MİMAR SİNAN’I SAYGIYLA ANIYORUZ. Yüzyıla yaklaşan yaşamı boyunca tasarlayıp gerçekleştirdiği, her biri dünya mimarlığına esin kaynağı olan eşsiz yapıtlarıyla ülkemizin ve toplumumuzun kültür elçisi olan büyük usta Mimar Sinan’ı ölümünün 428. yılında saygıyla anıyoruz.
Mimar Sinan şüphesiz imparatorluğun altın çağında Osmanlı’nın görünüşünü ve hissiyatını tanımlamıştır. Sadece istanbul’da değil, bosna ve sofya’dan mekke ve kudüs’e kadar mimar Sinan’ın camileri, köprüleri, su kemerleri, hamamları ve hala kullanılan daha birçok yapısı yüzyıllar boyunca mimarlara ilham kaynağı olmuştur.
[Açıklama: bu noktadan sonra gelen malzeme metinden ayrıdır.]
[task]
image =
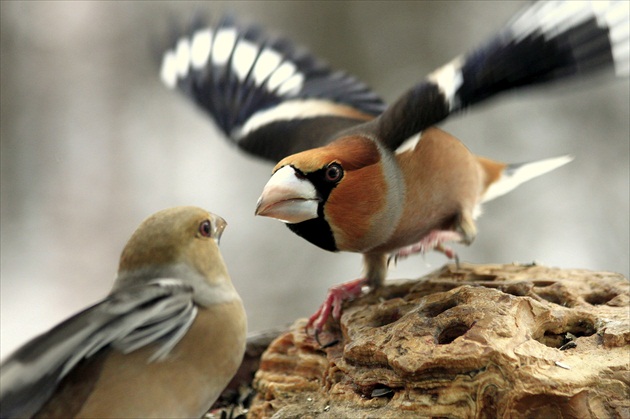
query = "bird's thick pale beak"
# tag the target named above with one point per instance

Sinan Işığında: Yapılarını Okuduğumuzda Mimar Sinan kendi mimari tarzını belirledikten sonra her coğrafyada hayata geçirdiği yapılarda eşit davranmış olduğunu görüyoruz. Ayırım yok hepsinde aynı özen ve hassasiyet göze çarpıyor. Dönemin başmimarı olması hasebiyle tüm kamu yapıları ona ait.Mimar Sinan sadece Mimar değil Çağının en yetenekli “SU MÜHENDİSİ”. Bulunduğu yerin koşullarını inceleyerek işe başlayan ŞEHİRPLANCISI Ayrıca, yapacağı yapıtın kente katkılarını araştıran bir “SOSYOLOG” diyebiliriz. en önemlisi mütevazi karakterini meslek hayatı boyunca koruması olmuştur. İstanbul’ un kimliğini bozmadan üstüne Osmanlı kimliğini koymuş bir mimardır.
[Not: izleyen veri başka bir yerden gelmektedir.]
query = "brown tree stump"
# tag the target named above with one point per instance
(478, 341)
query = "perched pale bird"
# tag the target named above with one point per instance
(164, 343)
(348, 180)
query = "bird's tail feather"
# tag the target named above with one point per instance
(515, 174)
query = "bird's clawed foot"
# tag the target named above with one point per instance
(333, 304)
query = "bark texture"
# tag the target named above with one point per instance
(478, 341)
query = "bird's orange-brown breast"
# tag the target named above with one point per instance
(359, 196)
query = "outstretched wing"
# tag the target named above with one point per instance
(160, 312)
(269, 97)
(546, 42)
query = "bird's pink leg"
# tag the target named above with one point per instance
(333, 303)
Bugün Mimar Sinan’ın iki yapıtı, Süleymaniye ve Selimiye Külliyeleri UNESCO’nun Dünya Mirası Listesi’nde yer almaktadır. Sinan’ın yapıtları, “insanın yaratıcı dehasının başyapıtları” ve “insanlık tarihinde dikkat çekici bir aşamanın seçkin örnekleri” olarak bu listeye girmişlerdir. Dolayısıyla, Sinan’ın mimarlığının çağdaş dünya tarafından da “ÜSTÜN EVRENSEL DEĞER” olarak tanındığını, Osmanlı dünyası sınırları içinde yerel bir hayranlığın ve saygının ötesinde evrensel bir USTA, bir DEHA olarak kabul edildiğini söyleyebiliriz.
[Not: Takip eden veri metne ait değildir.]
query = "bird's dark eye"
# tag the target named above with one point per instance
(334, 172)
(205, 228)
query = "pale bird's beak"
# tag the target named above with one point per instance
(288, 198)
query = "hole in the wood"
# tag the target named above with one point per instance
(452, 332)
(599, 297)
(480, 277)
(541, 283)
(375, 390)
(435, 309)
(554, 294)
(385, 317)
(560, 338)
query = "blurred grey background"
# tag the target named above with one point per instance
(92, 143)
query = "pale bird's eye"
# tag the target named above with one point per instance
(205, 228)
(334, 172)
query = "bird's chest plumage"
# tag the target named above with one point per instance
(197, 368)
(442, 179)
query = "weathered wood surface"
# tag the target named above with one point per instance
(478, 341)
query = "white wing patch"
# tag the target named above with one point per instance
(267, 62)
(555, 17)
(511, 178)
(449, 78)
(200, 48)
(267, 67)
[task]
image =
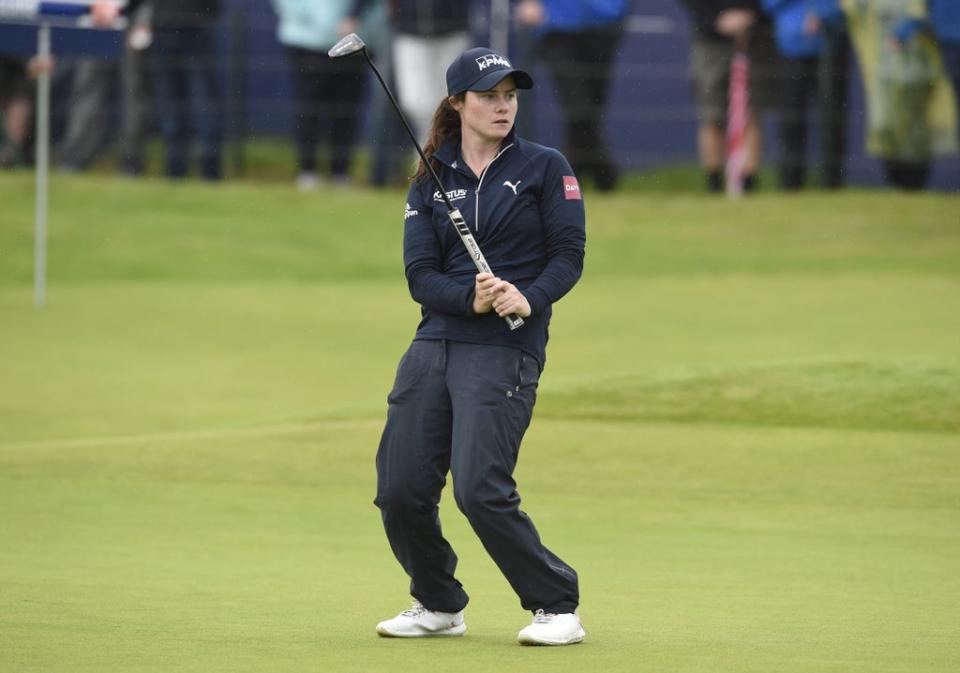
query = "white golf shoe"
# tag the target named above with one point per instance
(551, 629)
(418, 622)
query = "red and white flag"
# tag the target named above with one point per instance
(738, 114)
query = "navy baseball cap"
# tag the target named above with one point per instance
(481, 69)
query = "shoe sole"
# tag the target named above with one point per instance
(524, 639)
(445, 633)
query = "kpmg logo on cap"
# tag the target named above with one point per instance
(492, 59)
Sinan’ın bıraktığı bu miras, bizler için bir yandan kent bütünlüğü içinde korunması gereken görkemli anıt yapılar, diğer bir yandan da her baktığımızda mimar olarak kente ve topluma karşı sorumluluklarımızı hatırlatan tarihsel belgelerdir.
Son yıllarda İnşaat Sektörünün yegâne kalkınma aracı olarak görüldüğü ve neredeyse tüm ülke politikalarının bu yatırım araçları üzerine kurulduğunu şahit olmaktayız. Bu politikaların neden olduğu yıkım sadece doğal çevreyi değil tarihi mirasımızı da hedef almaktadır. Kent kültürü ve kent mirası hızla yok edilmektedir. Meslek odaları ve özellikle Mimarlar Odası olarak verdiğimiz kent mücadelelerinden edindiğimiz deneyim, her ne kadar modern planlama ilkelerine uysalar da kimliksiz kentlerin ne yazık ki yaşanamaz mekânsal alanlar olduklarını görmemizi sağlamıştır.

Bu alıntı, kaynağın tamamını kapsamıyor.